This document is posted to help you gain knowledge. Please leave a comment to let me know what you think about it! Share it to your friends and learn new things together.
Transcript
PENGARUH DIET HIPERTENSI PADA LANSIA TERHADAP
PERUBAHAN PERILAKU DI DESA KUCUR DUSUN
KLASEMAN RW 09 KECAMATAN DAU
KABUPATEN MALANG
Untuk Memenuhi Tugas Kelompok Profesi Gerontologi
Oleh :
Kelompok IV
PSIK B
2013
PROGRAM STUDI ILMU KEPERAWATAN
FAKULTAS KEDOKTERAN
UNIVERSITAS BRAWIJAYA
MALANG
2013
BAB 1
PENDAHULUAN
1.1. LATAR BELAKANG
Lansia adalah proses yang mengubah seseorang dewasa sehat menjadi
seseorang yang frail dengan berkurangnya sebagian besar cadangan sistem
fisiologis dan meningkatnya kerentanan terhadap berbagai penyakit dan
kematian. Seiring dengan bertambahnya usia, terjadi berbagai perubahan
fisiologis yang tidak hanya berpengaruh terhadap penampilan fisis, namun juga
terhadap fungsi dan tanggapannya pada kehidupan sehari-hari (Stanley, 2006).
Menurut Hawari (2007) lansia bukan merupakan suatu penyakit, namun
merupakan tahap lanjut dari suatu proses kehidupan yang sering disebut sebagai
proses penuaan atau ‘’senescene” dalam bahasa latinnya. Proses menua atau
’senescene” memiliki arti tumbuh menjadi tua dan merupakan suatu siklus
kehidupan yang ditandai dengan tahap-tahap menurunnya berbagai fungsi organ
tubuh.
Penurunan berbagai organ, fungsi, dan sistem tubuh yang terjadi pada
lansia dapat bersifat alamiah/fisiologi dan juga bersifat patologis. Perubahan
fisiologis meliputi penurunan, fungsi immunitas, fungsi pengindraan, fungsi
pendengaran, fungsi pencernaan, fungsi perkemihan, fungsi muskuloskeletal,
fungsi kardiovaskuler, dan lain-lain. Penurunan fungsi tersebut disebabkan
berkurangnnya jumlah dan kemampuan sel tubuh (Pudjiastuti, 2003). Beberapa
penurunan fungsi yang terjadi pada lansia, yang perlu menjadi perhatian adalah
sistem kardiovaskuler, karena jumlah lansia yang menderita penyakit akibat
penurunan fungsi kardiovaskuler masih dalam jumlah yang banyak. Perubahan
sistem kardiovaskuker meliputi perubahan struktur dan mekanik dan atau fungsi
dari dinding pembuluh darah, sehingga mengakibatkan penebalan dinding
dengan peningkatan kekakuan, lumen yang melebar dan kemudian diikuti
dengan penurunan vascular compliance. Dampak dari perubahan pada
pembuluh darah tersebut mengakibatkan peningkatan tekanan darah (hipertensi)
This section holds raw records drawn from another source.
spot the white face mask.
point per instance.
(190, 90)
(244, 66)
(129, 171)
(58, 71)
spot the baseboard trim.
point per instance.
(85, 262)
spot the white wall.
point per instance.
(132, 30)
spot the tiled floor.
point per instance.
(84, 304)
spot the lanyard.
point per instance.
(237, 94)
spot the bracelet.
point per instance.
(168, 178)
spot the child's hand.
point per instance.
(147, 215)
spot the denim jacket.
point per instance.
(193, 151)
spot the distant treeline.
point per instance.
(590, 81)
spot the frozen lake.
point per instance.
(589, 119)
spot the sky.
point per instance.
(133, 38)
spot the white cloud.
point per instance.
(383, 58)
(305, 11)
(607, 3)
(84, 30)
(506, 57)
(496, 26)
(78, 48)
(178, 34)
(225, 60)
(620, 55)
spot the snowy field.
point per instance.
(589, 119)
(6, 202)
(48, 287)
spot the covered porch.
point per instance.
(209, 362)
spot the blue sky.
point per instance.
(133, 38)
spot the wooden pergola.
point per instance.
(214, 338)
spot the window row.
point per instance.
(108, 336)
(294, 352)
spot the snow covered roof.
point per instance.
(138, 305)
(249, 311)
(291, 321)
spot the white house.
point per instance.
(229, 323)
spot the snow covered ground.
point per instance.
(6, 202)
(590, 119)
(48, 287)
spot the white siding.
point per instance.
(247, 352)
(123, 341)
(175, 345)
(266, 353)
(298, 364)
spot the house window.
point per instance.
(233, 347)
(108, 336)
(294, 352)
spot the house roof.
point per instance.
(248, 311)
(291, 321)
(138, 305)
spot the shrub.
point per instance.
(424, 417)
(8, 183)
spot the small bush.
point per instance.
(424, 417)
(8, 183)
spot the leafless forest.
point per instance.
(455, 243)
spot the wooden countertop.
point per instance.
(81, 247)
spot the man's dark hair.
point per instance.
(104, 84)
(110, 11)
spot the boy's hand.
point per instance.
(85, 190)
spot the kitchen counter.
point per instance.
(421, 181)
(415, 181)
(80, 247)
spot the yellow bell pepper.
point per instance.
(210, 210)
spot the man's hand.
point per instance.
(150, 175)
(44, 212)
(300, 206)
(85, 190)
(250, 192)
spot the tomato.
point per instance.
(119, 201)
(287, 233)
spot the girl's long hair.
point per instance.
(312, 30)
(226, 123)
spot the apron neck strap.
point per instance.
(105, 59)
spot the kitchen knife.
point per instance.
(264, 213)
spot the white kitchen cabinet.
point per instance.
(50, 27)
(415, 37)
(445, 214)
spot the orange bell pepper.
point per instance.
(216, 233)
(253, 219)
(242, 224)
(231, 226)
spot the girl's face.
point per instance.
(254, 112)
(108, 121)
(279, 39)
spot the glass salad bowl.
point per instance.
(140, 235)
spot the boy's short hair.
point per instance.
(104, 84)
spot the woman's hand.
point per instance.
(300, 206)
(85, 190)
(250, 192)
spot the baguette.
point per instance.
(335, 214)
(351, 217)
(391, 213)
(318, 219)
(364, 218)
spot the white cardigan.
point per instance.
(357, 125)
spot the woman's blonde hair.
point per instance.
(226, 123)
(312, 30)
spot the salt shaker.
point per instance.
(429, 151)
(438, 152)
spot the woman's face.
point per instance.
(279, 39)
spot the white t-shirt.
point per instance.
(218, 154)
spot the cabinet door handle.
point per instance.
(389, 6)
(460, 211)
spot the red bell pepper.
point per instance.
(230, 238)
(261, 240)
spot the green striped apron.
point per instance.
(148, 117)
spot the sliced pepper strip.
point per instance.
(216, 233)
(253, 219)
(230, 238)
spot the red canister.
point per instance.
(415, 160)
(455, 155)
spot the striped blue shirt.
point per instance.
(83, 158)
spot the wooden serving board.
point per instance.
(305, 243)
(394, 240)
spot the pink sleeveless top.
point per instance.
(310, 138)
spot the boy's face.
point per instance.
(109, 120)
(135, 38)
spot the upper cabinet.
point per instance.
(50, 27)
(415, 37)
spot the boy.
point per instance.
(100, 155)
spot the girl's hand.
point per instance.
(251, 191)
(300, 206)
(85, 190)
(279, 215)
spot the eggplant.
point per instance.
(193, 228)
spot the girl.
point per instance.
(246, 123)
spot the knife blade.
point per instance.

dan penumpukan plak aterosklerosis yang berdampak pada penyakit
kardiovaskuler lainnya seperti penyakit jantung koroner, infark jantung, stroke
dan penyakit pembuluh darah. (Lakatta & Levy, 2003; Klatz & Goldman, 2003;
Najjar et al., 2005; Jani & Rajkumar, 2006; Nilson, 2008).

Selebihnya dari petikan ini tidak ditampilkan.